First, we need to determine the amount of heat lost by the hot water. We can use the formula:
Q = mcΔT
where Q is the heat lost, m is the mass of the water, c is the specific heat capacity of water, and ΔT is the change in temperature.
Given:
Mass of water (m1) = 0.450 kg
Initial temperature of water (T1) = 80°C
Next, we need to determine the amount of heat gained by the ice. The formula remains the same:
Q = mcΔT
where Q is the heat gained, m is the mass of the ice, c is the specific heat capacity of ice, and ΔT is the change in temperature.
Given:
Mass of ice (m2) = 0.022 kg
Initial temperature of ice (T2) = 0°C
To calculate the heat gained by the ice, we need to convert the ice from its initial temperature (0°C) to the final temperature (Tf), which is unknown. So the change in temperature for the ice would be Tf - 0°C.
Now, according to the principle of energy conservation, the heat lost by the water is equal to the heat gained by the ice.

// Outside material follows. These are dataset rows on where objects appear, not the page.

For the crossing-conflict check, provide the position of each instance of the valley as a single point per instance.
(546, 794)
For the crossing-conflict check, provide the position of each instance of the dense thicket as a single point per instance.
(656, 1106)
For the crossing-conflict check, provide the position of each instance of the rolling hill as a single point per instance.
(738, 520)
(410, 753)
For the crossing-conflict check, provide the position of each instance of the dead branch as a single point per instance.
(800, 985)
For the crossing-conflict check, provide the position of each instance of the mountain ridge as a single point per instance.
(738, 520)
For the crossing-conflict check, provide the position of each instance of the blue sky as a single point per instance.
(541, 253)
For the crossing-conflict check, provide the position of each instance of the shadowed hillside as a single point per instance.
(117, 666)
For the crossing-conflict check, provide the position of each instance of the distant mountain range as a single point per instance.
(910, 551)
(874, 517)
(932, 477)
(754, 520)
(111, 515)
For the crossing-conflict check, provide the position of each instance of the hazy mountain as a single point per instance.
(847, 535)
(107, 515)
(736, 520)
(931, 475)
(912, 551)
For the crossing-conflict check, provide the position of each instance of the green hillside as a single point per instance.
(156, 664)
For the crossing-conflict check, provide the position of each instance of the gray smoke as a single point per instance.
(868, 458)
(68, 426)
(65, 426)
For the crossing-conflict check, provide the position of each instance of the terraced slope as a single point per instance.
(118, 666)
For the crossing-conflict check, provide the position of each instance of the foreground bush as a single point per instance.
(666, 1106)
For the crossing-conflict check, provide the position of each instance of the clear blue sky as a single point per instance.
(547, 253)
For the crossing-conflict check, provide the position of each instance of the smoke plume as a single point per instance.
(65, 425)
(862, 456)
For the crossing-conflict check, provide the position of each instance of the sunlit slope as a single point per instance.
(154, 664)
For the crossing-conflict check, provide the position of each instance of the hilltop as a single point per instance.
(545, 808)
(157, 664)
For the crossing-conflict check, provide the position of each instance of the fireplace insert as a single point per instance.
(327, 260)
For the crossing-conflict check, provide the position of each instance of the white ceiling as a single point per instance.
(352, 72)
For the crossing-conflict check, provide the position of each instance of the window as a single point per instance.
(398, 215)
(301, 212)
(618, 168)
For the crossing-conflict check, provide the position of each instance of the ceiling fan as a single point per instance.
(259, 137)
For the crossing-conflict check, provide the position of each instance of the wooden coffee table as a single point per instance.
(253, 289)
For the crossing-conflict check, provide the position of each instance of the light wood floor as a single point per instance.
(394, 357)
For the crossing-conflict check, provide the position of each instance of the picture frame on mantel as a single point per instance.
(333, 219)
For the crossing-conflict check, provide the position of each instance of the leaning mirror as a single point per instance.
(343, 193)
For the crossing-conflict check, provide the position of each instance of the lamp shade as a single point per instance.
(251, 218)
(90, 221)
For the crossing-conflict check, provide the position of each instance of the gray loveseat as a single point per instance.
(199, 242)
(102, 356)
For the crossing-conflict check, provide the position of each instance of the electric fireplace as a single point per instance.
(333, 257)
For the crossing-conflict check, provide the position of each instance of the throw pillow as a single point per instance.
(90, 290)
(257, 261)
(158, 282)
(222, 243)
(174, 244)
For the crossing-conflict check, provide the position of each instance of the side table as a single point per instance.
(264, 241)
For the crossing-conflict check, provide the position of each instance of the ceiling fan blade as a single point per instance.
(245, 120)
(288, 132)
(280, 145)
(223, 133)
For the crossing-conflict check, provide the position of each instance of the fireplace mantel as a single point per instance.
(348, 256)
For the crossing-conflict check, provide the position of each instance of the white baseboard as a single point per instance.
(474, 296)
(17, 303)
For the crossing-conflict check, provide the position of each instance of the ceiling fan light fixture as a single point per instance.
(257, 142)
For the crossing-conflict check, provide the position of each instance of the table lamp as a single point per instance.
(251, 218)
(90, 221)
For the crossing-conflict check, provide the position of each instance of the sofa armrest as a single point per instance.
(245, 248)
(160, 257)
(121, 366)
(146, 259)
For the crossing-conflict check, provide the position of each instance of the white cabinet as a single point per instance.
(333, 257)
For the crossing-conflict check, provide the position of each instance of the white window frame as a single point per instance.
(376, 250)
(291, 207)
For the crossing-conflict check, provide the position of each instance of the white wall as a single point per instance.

Therefore, we can equate the two equations:
m1c(Tf - T1) = m2c(Tf - T2)
Plugging in the given values:
(0.450 kg)(4,186 J/kg°C)(Tf - 80°C) = (0.022 kg)(2,093 J/kg°C)(Tf - 0°C)
Now we can solve for Tf:
(0.450 kg)(4,186 J/kg°C)(Tf - 80°C) = (0.022 kg)(2,093 J/kg°C)(Tf - 0°C)
Multiply out the equation:
((0.450 kg)(4,186 J/kg°C)Tf - (0.450 kg)(4,186 J/kg°C)(80°C)) = ((0.022 kg)(2,093 J/kg°C)Tf - 0)
Simplify the equation:
(0.450 kg)(4,186 J/kg°C)Tf - (0.450 kg)(4,186 J/kg°C)(80°C) = (0.022 kg)(2,093 J/kg°C)Tf
Now, isolate Tf:
(0.450 kg)(4,186 J/kg°C)Tf - (0.022 kg)(2,093 J/kg°C)Tf = (0.450 kg)(4,186 J/kg°C)(80°C)
Combine like terms:
(0.450 kg)(4,186 J/kg°C - 2,093 J/kg°C)Tf = (0.450 kg)(4,186 J/kg°C)(80°C)
Simplify:
(0.450 kg)(2,093 J/kg°C)Tf = (0.450 kg)(4,186 J/kg°C)(80°C)

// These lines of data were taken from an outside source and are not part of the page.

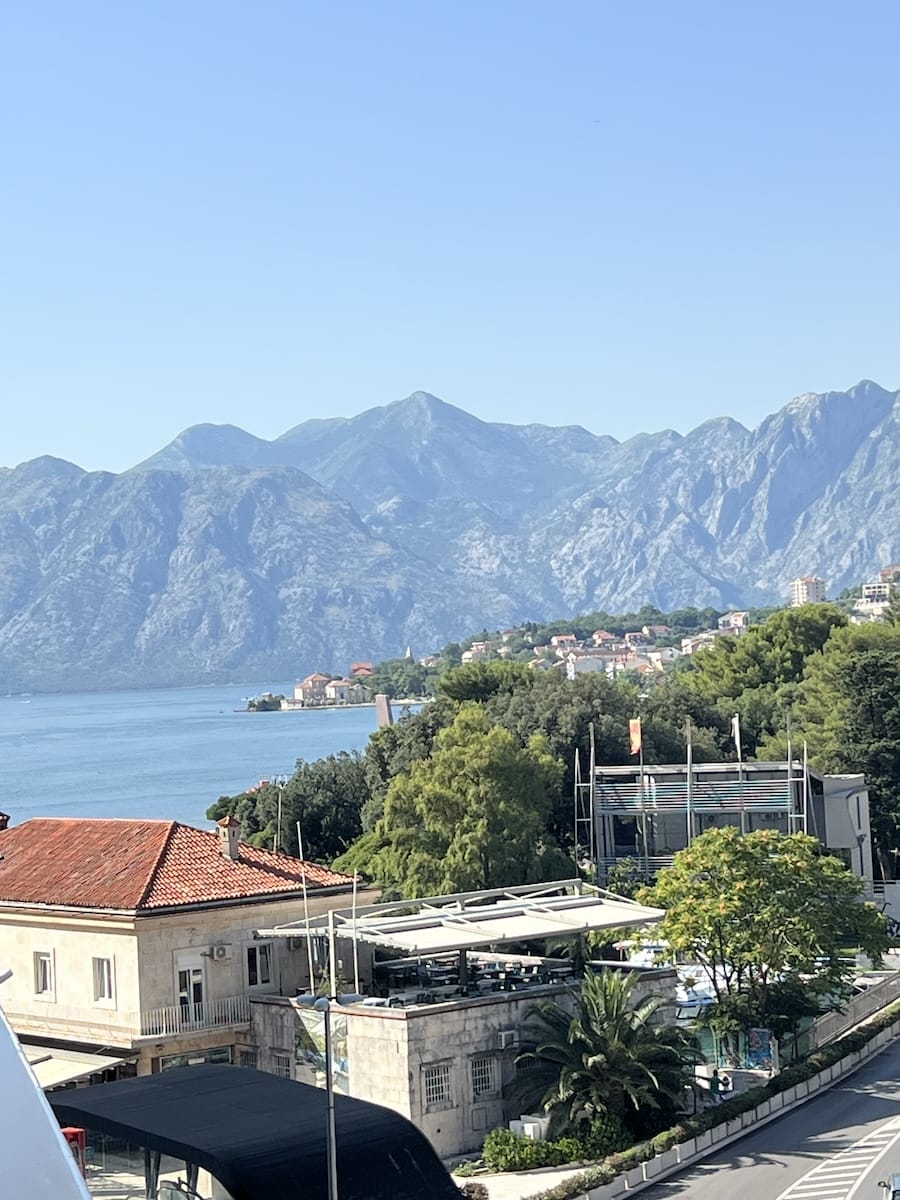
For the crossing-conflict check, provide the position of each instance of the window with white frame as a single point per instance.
(484, 1075)
(281, 1063)
(103, 981)
(259, 964)
(45, 983)
(436, 1085)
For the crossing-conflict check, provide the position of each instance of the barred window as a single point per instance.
(437, 1084)
(281, 1065)
(484, 1075)
(528, 1066)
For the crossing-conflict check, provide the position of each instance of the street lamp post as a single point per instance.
(323, 1005)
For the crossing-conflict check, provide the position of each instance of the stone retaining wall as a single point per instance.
(694, 1150)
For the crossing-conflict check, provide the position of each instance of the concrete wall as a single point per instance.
(389, 1050)
(163, 937)
(144, 953)
(71, 1012)
(846, 811)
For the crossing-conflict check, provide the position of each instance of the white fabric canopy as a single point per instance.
(472, 923)
(54, 1067)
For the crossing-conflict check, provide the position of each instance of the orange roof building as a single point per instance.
(144, 867)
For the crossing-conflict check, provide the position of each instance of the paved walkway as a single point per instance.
(523, 1183)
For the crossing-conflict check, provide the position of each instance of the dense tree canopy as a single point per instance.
(849, 709)
(756, 675)
(473, 815)
(324, 796)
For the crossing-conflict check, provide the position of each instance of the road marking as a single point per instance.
(839, 1176)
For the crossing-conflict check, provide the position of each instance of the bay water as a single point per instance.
(160, 754)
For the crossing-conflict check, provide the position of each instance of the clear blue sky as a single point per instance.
(627, 216)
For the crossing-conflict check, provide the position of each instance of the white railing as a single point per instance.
(190, 1018)
(832, 1025)
(729, 796)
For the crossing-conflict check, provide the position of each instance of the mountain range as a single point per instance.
(228, 557)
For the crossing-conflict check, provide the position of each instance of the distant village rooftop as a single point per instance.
(144, 865)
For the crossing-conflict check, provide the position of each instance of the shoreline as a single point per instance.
(333, 708)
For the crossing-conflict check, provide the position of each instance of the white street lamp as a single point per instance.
(323, 1005)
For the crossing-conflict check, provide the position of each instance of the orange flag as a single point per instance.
(634, 731)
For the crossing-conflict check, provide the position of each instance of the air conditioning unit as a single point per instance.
(535, 1127)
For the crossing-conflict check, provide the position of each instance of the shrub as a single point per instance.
(471, 1167)
(474, 1191)
(690, 1127)
(606, 1134)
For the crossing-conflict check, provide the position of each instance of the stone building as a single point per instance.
(132, 943)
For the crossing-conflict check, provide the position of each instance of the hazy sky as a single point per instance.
(622, 215)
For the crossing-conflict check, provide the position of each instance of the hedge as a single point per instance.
(702, 1122)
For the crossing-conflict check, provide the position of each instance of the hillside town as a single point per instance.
(297, 942)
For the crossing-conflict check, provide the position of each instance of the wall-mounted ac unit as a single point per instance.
(534, 1127)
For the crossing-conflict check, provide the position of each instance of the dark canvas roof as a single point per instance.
(262, 1137)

Divide both sides by (0.450 kg)(2,093 J/kg°C) to isolate Tf:
Tf = ((0.450 kg)(4,186 J/kg°C)(80°C)) / ((0.450 kg)(2,093 J/kg°C))
Simplify further:
Tf = (334,560 J) / (940.35 J)
Calculate Tf:
Tf ≈ 355.86°C
Therefore, the final temperature of the system (after the ice is added to water) is approximately 355.86°C.